Liberty and Tyranny: A Conservative Manifesto
Liberty and Tyranny: A Conservative Manifesto was released on March 24, 2009, and became a No. 1 New York Times best seller for eleven of twelve weeks, as well as No. 1 on Nielsen's BookScan. It comes in at No. 2 on Amazon.com's list of bestselling books of 2009. The book includes discussion of a variety of issues that, according to Levin, need to be addressed in the United States.
Liberty and Tyranny has sold over one million copies according to Threshold Editions, the book's publisher. Former federal prosecutor Andrew C. McCarthy wrote of
Liberty and Tyranny in
The New Criterion:
We are in the high tide of America’s Leftist ascendancy: the Obama evisceration of individual freedom and installation of authoritarian collectivism...at warp speed, driven by an ambition that would have made Woodrow Wilson and FDR blush. Against this tidal wave, Levin offers not so much a defense as a plan of attack, a clarion call to roll back the seas of Change.
Taking a contrary view, Steve Almond of
Salon wrote that
the tantalizing beauty of a Mark Levin's text resides precisely in this ability to attribute any crisis of State to its nefarious indulgences. The current economic meltdown, for instance, should not be blamed on the psychotic greed of Wall Street, but on the State's deranged need to throw money at the poor and undeserving.
Rescuing Sprite: A Dog Lover's Story of Joy and Anguish
In 2007, Levin released a book about his dogs, Pepsi and Sprite. Specifically, the book was about Sprite, a Spaniel mix that his wife and son persuaded him to adopt from the local shelter in 2004. The book was titled
Rescuing Sprite: A Dog Lover's Story of Joy and Anguish.
Rescuing Sprite chronicles Sprite’s health deterioration in 2006 and how Levin and his family dealt with their loss.
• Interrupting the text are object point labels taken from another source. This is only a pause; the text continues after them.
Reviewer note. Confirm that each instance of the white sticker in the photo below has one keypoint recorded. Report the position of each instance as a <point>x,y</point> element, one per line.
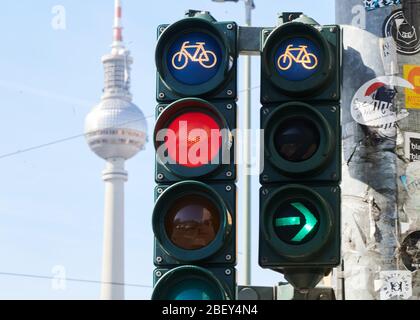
<point>412,146</point>
<point>396,284</point>
<point>373,103</point>
<point>389,55</point>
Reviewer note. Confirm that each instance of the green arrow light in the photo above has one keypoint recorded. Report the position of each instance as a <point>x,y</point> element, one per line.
<point>284,222</point>
<point>311,222</point>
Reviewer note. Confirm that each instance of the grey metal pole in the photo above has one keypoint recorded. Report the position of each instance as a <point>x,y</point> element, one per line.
<point>246,193</point>
<point>371,161</point>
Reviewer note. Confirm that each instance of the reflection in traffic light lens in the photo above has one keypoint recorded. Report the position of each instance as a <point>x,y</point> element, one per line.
<point>296,221</point>
<point>297,140</point>
<point>194,289</point>
<point>192,222</point>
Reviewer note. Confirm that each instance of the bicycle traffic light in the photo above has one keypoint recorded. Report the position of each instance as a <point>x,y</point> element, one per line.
<point>300,116</point>
<point>194,219</point>
<point>196,57</point>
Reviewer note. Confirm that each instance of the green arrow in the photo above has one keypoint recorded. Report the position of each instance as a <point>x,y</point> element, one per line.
<point>310,224</point>
<point>285,222</point>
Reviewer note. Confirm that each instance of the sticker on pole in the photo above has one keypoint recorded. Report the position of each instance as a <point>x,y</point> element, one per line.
<point>412,96</point>
<point>373,104</point>
<point>403,33</point>
<point>395,284</point>
<point>412,146</point>
<point>410,251</point>
<point>375,4</point>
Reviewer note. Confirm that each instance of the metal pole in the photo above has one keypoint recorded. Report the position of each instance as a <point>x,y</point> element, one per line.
<point>113,246</point>
<point>370,162</point>
<point>246,195</point>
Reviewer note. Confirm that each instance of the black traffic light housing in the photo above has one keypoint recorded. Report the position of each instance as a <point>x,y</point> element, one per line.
<point>322,85</point>
<point>222,167</point>
<point>221,250</point>
<point>223,84</point>
<point>323,165</point>
<point>194,219</point>
<point>323,247</point>
<point>300,201</point>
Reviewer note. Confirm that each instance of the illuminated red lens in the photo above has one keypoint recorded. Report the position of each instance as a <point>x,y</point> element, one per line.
<point>194,139</point>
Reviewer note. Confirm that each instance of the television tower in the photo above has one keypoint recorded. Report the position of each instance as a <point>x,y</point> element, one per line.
<point>115,130</point>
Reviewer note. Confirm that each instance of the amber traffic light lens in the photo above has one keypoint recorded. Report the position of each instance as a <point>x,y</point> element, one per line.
<point>192,222</point>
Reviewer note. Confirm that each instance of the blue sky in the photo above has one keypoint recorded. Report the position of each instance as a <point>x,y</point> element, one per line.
<point>51,199</point>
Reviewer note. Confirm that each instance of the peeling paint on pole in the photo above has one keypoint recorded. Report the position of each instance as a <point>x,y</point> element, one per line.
<point>380,199</point>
Men In Black: How The Supreme Court is Destroying America
Levin authored the bestselling book,
Men In Black: How The Supreme Court Is Destroying America in 2005, in which Levin advanced his thesis that activist judge on the Supreme Court (from all parts of the political spectrum) have "legislated from the bench." In her review of
Men in Black,
Slate magazine's legal correspondent and Canadian journalist Dahlia Lithwick wrote that "no serious scholar of the court or the Constitution, on the ideological left or right, is going to waste their time engaging Levin's arguments once they've read this book." In contrast, a review in the
Defense Counsel Journal described
Men in Black as “a forceful indictment of what Levin identifies as an increasingly 'activist' court for amending our national Constitution in the guise of construing it.”